178 I recommend that:-
(a) Advice be obtained from a consultant psychiatrist as soon as practicable in relation to any assessment and treatment considered necessary for the defendant’s rehabilitation in light of the evidence in the present proceedings.
(b) That a supervised program be devised and implemented in accordance with any assessment and advice referred to in (a), such program to be reviewed by a consultant psychiatrist at such intervals as are practicable.

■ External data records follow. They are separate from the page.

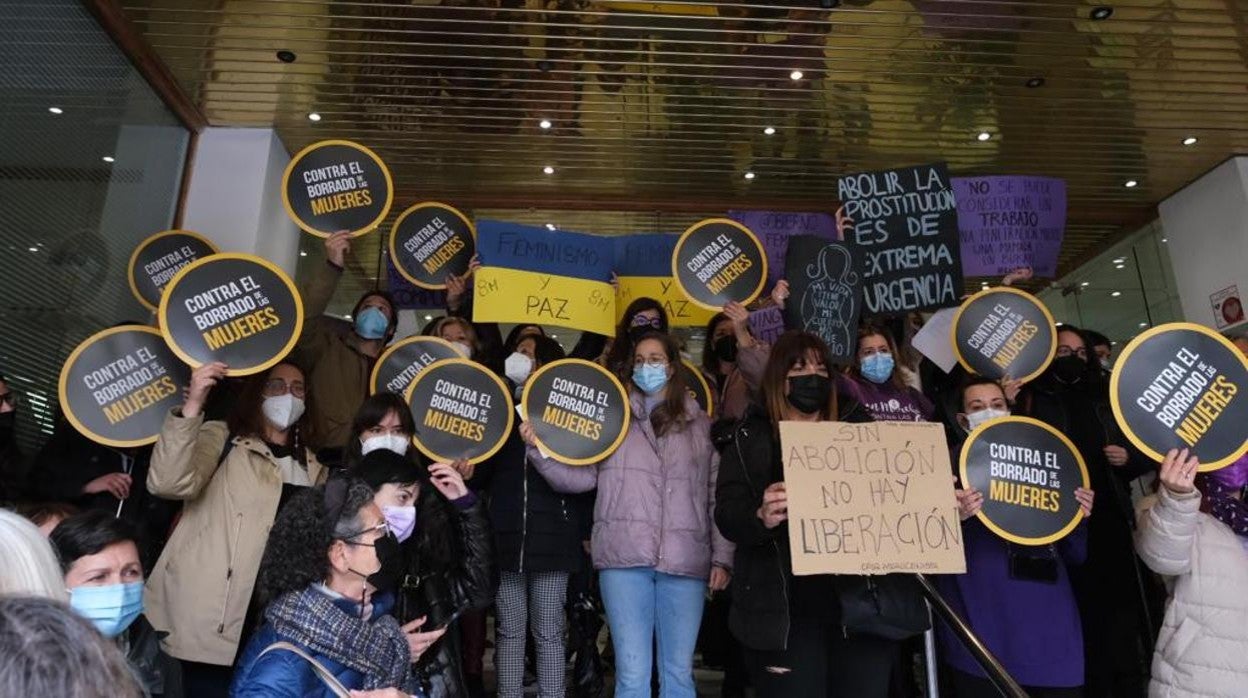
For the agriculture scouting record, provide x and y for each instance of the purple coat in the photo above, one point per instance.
(655, 497)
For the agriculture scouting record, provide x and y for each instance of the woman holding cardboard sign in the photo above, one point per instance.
(654, 542)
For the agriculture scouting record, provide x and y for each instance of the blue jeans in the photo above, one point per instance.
(642, 603)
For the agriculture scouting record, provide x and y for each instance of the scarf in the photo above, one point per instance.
(376, 649)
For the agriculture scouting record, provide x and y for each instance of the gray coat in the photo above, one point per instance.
(655, 497)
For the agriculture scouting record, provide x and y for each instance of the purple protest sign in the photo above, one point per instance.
(775, 227)
(1009, 222)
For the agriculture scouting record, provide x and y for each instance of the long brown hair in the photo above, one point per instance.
(670, 413)
(793, 347)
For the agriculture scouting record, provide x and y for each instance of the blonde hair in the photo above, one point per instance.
(30, 566)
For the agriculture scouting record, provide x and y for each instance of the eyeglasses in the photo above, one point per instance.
(277, 386)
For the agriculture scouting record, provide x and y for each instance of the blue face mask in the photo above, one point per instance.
(371, 324)
(650, 377)
(877, 367)
(112, 608)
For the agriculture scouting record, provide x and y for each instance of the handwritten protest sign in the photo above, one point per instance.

(d) That there be maintained, by a responsible office, during the 12 month period of continuing detention under the order set out below, a record of the development and implementation of the matters referred to in paragraphs (a) and (c) above.(c) That a management plan be developed in preparation for the defendant’s eventual release from custody including, in particular, a supervised program of monitoring and support with appropriate protective measures. In the development of such a plan, consideration should be given to the approach and arrangements that will be required for the implementation of the “elements” of extended supervision outlined by Dr Samuels in his report dated 30 May 2007, pp.18-19.
179 The above recommendations are made upon the basis that there will exist during the term of the continuing detention order the necessary willingness and participation of the defendant.
Orders
180 Pursuant to s.17(1) of the Crimes (Serious Sex Offenders) Act 2006, Peter Andrew Quinn is to be detained in a correctional centre for one year from the date of this order (10 August 2007).
181 Pursuant to s.20(1) of that Act, I issue a warrant for the committal of Peter Andrew Quinn to a correctional centre for the duration of the continuing detention order referred to in [180].